A recent Fraser Institute study found that B.C.’s LNG industry has the potential to supply 11 to 20 per cent of the Asia-Pacific LNG market by 2020. The study went on to find the cost of delay imposed upon LNG investments in B.C., defined as export revenues forgone, is substantial at C$22.5 billion per year in 2020, rising to C$24.8 billion per year in 2025. The export revenues lost in 2020 would be equal to 9.5 per cent of B.C. GDP in 2014. Even if assumed sales are cut in half, B.C. still stands to lose export revenues comparable to five per cent of 2014 GDP.

We’ve noted a few of the insights provided by the National Energy Board’s Canada’s Energy Future 2016 report recently (here and here). The report also sheds some light on what Canada’s LNG export potential could be.

The chart below shows the NEB’s projections of LNG export volumes under two scenarios—a high LNG case that assumes faster growth in exports and a reference case. Both scenarios assume that exports begin in 2019 from the B.C. coast.

In the reference scenario, exports grow sharply, peaking and remaining steady in 2023 at 70.8 million cubic metres a day. Under a scenario where LNG exports grow at a faster rate, the NEB estimates that exports could peak and remain steady in 2030 at 170 million cubic feet a day.

Perhaps the most important insight that can be gained from the NEB report is the necessity of LNG for natural gas production to grow (see second chart below). In a scenario where no LNG exports occur over the projection period, Canadian natural gas production will only reach 437 million cubic metres per day, only a two per cent growth over 2015. In the reference scenario, natural gas production grows by 19 per cent from 2015 to 2040. The high LNG scenario sees the most growth in natural gas production, which would be projected to move from 427 million cubic metres per day in 2015 to 614 million cubic metres per day in 2040, a growth of 44 per cent.

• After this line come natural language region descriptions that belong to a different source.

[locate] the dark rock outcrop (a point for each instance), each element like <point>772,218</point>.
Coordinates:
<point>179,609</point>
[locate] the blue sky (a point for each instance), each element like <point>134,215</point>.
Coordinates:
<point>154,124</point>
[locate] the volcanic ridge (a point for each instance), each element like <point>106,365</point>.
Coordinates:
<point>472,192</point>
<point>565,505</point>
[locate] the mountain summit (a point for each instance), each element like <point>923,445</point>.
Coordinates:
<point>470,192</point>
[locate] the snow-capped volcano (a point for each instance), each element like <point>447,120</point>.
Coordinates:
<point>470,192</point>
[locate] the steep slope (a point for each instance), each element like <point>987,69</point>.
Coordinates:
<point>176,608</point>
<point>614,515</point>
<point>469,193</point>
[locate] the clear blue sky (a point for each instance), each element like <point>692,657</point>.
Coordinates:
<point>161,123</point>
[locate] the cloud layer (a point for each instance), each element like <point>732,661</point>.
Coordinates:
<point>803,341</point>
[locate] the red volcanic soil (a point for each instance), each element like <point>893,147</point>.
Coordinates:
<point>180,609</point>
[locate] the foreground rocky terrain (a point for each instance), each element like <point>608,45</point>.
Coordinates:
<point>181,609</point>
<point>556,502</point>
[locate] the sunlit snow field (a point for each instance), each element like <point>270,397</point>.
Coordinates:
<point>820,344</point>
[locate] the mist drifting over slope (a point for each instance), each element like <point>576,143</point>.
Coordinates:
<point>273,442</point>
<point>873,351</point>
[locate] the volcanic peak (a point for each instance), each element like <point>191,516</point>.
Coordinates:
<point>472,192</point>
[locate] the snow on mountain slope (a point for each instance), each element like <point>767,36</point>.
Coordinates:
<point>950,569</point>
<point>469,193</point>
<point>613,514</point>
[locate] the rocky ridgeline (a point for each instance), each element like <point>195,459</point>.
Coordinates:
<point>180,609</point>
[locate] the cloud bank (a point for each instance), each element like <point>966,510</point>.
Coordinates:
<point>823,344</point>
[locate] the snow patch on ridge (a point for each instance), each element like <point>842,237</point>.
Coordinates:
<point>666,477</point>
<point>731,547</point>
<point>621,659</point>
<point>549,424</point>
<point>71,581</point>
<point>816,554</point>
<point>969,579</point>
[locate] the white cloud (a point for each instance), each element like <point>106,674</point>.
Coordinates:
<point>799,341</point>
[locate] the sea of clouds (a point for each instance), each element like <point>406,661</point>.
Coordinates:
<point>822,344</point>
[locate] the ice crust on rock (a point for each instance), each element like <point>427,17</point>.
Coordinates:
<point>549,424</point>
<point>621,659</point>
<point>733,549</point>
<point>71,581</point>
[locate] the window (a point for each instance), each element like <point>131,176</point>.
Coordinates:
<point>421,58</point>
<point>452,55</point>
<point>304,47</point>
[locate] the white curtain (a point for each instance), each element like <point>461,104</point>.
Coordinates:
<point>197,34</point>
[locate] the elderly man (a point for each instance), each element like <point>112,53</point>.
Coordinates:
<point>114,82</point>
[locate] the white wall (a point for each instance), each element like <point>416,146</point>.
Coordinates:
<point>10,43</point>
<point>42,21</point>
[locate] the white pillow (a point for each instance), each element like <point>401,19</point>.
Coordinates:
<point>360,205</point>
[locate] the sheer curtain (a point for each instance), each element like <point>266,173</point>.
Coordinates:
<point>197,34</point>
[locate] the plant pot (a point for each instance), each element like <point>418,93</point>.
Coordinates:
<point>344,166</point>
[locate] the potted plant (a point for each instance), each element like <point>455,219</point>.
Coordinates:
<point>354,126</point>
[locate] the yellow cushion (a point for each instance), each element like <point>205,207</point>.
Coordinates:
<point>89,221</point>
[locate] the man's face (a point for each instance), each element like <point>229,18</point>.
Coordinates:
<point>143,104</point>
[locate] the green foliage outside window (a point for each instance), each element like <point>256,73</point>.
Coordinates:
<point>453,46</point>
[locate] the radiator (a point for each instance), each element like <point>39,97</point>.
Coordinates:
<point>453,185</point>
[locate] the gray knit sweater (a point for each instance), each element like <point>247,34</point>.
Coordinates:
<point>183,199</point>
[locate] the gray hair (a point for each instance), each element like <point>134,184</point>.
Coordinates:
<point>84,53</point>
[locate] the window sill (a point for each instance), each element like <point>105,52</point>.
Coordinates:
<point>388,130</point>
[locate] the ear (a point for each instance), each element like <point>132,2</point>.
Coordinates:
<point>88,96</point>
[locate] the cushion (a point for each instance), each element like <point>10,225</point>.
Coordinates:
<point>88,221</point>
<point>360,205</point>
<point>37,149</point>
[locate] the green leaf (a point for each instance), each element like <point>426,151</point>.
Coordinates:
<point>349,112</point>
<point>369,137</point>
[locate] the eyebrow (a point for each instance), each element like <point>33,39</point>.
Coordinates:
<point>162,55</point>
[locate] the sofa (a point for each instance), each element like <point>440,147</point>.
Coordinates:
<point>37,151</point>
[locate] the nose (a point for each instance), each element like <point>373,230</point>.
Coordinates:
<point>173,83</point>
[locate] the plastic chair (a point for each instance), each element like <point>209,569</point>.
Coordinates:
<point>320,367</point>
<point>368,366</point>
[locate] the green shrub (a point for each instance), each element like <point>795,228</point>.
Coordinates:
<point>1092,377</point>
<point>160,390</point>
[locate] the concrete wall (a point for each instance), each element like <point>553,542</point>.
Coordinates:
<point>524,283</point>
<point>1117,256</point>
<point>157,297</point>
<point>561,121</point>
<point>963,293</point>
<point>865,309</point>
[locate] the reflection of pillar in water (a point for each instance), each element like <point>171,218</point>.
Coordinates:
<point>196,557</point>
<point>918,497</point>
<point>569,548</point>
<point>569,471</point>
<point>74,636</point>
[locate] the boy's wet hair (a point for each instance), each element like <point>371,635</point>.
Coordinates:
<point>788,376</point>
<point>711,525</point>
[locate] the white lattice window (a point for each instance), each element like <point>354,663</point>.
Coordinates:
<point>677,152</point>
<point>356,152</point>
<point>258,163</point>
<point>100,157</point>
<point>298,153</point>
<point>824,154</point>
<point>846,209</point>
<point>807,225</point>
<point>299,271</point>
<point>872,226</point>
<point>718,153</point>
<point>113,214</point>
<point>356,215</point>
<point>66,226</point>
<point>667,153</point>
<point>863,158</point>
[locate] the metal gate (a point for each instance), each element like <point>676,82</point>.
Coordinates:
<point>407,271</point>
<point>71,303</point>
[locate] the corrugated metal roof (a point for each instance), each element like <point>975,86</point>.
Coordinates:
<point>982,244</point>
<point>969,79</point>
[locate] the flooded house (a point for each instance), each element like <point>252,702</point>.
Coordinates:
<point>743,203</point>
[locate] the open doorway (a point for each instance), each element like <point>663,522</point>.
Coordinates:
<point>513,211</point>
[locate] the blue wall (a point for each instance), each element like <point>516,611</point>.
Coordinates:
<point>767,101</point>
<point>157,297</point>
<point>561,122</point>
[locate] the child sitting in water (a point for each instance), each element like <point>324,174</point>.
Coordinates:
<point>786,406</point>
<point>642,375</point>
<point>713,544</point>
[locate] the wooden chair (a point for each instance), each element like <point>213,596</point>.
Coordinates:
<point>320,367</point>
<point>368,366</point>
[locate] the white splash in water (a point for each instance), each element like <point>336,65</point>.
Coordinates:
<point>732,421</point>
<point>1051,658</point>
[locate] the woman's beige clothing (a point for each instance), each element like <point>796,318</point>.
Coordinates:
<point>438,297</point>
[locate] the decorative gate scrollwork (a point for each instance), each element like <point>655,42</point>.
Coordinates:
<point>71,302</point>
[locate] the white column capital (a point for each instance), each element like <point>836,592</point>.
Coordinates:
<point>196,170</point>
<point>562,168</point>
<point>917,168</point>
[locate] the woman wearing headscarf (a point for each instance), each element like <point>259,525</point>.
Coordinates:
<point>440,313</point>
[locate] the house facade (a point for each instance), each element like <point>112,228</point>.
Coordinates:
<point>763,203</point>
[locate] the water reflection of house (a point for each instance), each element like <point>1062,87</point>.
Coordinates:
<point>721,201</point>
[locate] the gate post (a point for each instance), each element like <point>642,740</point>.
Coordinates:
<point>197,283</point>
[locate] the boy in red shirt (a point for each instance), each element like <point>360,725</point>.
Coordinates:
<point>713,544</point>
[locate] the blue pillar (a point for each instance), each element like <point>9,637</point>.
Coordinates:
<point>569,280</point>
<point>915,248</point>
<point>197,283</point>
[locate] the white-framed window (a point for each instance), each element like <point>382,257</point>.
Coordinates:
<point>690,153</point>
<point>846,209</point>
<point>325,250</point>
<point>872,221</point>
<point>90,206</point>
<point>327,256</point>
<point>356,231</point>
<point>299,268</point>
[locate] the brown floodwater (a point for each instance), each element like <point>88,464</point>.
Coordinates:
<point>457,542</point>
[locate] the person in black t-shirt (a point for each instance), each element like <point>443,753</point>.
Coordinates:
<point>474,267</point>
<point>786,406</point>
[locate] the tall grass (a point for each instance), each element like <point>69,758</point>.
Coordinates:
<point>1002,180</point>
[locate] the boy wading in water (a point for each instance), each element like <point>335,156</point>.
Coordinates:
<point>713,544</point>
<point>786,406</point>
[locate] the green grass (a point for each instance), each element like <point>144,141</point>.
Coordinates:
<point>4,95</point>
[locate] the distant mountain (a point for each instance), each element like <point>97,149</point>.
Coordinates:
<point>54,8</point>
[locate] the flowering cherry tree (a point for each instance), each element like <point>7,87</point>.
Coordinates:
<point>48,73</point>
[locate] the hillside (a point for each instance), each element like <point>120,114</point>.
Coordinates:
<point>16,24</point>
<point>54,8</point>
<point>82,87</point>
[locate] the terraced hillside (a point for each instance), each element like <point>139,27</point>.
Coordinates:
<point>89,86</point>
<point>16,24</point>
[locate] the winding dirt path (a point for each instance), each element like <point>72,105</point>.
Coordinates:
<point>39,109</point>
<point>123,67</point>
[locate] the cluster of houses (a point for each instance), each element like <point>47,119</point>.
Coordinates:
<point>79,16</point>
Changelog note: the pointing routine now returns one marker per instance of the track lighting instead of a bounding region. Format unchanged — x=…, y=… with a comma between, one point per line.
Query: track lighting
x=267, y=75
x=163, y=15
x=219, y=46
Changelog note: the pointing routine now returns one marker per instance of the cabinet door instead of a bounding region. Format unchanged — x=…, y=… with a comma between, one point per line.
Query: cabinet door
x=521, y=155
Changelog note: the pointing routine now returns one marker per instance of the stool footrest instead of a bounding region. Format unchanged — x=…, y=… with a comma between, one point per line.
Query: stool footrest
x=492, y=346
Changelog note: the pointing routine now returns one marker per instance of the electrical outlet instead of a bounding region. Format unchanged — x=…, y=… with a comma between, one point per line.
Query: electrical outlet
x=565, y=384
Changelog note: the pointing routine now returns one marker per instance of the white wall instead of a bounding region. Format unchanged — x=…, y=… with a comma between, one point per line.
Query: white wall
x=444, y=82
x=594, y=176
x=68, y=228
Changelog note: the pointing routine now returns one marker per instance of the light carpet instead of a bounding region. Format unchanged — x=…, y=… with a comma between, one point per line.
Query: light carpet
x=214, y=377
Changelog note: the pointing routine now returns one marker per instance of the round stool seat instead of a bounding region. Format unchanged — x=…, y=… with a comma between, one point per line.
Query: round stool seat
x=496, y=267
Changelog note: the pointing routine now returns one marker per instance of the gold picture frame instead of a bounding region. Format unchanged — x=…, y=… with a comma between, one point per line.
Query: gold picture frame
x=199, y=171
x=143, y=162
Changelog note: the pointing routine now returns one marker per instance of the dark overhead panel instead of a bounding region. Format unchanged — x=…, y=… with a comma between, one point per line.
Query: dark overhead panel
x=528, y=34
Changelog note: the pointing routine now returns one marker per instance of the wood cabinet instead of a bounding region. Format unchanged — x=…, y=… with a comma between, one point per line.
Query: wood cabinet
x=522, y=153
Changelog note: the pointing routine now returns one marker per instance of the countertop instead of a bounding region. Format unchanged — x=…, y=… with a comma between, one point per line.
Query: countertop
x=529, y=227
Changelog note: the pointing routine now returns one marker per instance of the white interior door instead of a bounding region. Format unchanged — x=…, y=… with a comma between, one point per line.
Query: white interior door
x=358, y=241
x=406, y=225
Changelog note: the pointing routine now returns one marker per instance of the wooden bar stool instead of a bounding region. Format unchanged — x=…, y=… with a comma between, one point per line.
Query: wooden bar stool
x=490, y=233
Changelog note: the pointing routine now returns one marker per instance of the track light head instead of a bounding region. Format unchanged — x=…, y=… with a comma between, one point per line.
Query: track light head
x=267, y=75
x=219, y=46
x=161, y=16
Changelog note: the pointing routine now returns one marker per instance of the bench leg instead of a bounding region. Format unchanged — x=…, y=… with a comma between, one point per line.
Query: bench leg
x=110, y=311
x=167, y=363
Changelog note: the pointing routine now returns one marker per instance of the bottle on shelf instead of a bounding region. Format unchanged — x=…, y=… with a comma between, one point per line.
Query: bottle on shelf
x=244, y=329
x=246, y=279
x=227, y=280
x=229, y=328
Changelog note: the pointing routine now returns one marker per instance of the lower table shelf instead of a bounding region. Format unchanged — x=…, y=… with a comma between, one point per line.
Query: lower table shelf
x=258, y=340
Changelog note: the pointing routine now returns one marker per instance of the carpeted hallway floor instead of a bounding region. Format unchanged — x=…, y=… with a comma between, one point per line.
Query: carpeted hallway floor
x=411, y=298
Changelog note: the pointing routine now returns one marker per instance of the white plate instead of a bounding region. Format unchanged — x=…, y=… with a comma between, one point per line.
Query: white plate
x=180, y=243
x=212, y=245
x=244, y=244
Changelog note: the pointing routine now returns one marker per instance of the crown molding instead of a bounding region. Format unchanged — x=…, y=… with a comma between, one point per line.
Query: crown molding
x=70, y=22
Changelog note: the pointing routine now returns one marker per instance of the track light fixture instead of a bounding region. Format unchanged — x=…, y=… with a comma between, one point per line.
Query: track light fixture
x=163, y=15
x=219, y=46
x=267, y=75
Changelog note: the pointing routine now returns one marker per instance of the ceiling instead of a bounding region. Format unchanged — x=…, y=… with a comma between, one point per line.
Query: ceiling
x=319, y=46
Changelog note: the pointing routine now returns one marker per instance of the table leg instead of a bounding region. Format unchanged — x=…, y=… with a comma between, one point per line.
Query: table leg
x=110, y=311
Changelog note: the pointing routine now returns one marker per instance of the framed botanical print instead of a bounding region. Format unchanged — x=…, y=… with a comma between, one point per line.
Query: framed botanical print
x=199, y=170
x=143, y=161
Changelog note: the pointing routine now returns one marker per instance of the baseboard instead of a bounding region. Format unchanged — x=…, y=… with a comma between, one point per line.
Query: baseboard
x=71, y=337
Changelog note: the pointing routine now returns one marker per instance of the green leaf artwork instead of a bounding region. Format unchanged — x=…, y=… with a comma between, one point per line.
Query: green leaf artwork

Ironically, given all the hype surrounding LNG in B.C., Canada’s pacific province might not be the first to have an LNG export facility built. That distinction might go to Nova Scotia (which also in a bit of irony bans the hydraulic fracturing that would allow the province to develop its own natural gas resources). A company seeking to export LNG to Germany from Nova Scotia plans to make a final investment decision in the third-quarter of 2016.

The longer LNG remains idle, the less likely it will be that natural gas production and LNG exports will yield the potential projected in the NEB report. This is unfortunate given the economic opportunities at stake.